10. Ruined House: A burnt frame and crumbling foundation are all that remain of the house of Waldsby’s last headman, Tjorvar Leikovich. Three years ago, Tjorvar came under suspicion of being a member of the underground resistance group called the Heralds of Summer’s Return. Nazhena Vasilliovna’s response was quick and brutal—her guards burned down Tjorvar’s house with his wife and child inside, and Tjorvar himself was hung from the town hall’s clock tower until he died of exposure and the ravens picked his bones clean. Since then, Waldsby has been without a leader, and the villagers make signs against the evil eye when passing the ruins to prevent the ghosts of Tjorvar’s wife and daughter from following them home.
11. Village Chapel: Waldsby’s tiny village chapel is dedicated to Pharasma. The village priest, Rolf Halzberg, offers what little comfort he can to the beleaguered villagers. Officially, the White Witches take a dim view of organized religion—other than the faiths of Lamashtu and Zon-Kuthon—but in practice, small temples such as this one are usually tolerated in villages throughout Irrisen. Rolf finds himself the frequent target of harassment by the Pale Tower’s soldiers, but he remains in his parish, knowing that the villagers have nowhere else to turn for the services he provides.
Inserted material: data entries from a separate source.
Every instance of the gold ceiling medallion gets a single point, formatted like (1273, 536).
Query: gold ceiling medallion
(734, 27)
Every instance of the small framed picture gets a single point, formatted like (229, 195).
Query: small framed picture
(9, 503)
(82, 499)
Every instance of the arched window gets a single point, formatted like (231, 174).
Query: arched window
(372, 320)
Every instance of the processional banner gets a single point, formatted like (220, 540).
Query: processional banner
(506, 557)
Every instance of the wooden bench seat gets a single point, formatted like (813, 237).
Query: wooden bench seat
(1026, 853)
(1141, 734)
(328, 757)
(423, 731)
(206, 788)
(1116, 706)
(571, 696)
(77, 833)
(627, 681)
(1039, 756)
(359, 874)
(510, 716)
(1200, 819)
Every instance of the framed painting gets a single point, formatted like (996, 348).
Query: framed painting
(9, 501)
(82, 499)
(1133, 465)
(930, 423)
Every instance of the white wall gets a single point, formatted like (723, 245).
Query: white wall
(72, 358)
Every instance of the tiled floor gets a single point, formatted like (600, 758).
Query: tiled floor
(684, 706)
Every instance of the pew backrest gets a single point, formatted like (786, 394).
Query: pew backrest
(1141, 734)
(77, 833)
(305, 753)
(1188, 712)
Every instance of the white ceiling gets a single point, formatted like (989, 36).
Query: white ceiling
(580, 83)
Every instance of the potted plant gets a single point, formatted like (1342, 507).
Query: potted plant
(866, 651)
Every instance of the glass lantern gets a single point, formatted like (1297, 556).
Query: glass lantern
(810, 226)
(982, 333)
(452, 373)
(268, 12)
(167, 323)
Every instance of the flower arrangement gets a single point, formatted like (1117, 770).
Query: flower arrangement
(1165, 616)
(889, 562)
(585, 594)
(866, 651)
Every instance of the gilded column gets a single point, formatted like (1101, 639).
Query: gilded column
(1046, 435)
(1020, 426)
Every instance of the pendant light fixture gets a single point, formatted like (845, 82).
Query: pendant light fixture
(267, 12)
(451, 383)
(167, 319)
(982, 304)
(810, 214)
He helps deliver Waldsby’s babies and buries the dead, records these births and deaths, and performs marriages for Waldsby’s lovers.
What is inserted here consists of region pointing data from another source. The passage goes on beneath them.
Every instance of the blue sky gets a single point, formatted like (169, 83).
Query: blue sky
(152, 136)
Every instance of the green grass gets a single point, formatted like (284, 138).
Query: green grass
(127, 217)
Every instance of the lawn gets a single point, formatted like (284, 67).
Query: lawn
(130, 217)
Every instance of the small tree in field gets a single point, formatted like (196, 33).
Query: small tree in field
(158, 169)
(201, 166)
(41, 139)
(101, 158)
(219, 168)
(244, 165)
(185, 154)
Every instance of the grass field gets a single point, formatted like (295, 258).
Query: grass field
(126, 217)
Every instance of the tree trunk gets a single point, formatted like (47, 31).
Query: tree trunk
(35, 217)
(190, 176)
12. Carpenter: One carpenter living in Waldsby, Arbagazor Frimbocket (male gnome), received training at the Crooked House in Whitethrone, and his skill is unsurpassed by any other woodworker in the village. Supposedly, Duke Ghrathis even bought one of Arbagazor’s carvings as a gift for his sister Duchess Anelisha of Hoarwood, though Arbagazor neither confirms nor denies the rumors.
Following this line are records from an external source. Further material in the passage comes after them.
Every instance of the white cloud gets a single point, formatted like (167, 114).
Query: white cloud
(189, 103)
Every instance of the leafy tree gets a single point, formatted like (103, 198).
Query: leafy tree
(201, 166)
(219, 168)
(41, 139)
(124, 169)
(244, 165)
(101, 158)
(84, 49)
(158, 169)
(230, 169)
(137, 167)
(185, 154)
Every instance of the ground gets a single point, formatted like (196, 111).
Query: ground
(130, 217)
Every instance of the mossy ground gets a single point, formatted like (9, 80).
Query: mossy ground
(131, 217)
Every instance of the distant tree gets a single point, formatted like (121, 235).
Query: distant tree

13. Sawmill: Logging in the Hoarwood Forest is strictly regulated, but Garthur Kalinin, owner of Waldsby’s sawmill, holds the few logging licenses the village has managed to procure from the authorities in Hoarwood. He then distributes the licenses to Waldsby’s woodcutters. Those few lumberjacks who grumbled about the arrangement quickly became object lessons that getting on Garthur’s bad side was a sure route to poverty and starvation. As a result, most of the village’s loggers not only pay Garthur a “licensing fee,” but also have a “license maintenance charge” deducted from the price of the wood they sell to Garthur’s sawmill. This racket makes Garthur one of the wealthiest people in Waldsby. Until recently, Garthur was romantically involved with Birgit Holorova, but he’s now turned his eye on Katrina Goltiaeva, and spends many evenings at the White Weasel trying to woo her right under the nose of her husband.
14. Nadya Petska’s Cabin: Nadya Petska lives in this stout cabin on the edge of town with her twin boys Orm and Mjoli. Her neighbor, Kashka, is often here as well, watching the boys when Nadya is away. Built by Nadya’s late husband, Hjalnek, the house is small and simple, but warm and cozy. A small kennel at the side of the cabin houses the dogs Nadya uses to pull her dogsleds on her trade expeditions. One final inhabitant lives in Nadya’s cabin, though his presence is more often felt than seen—the domovoi Hatch.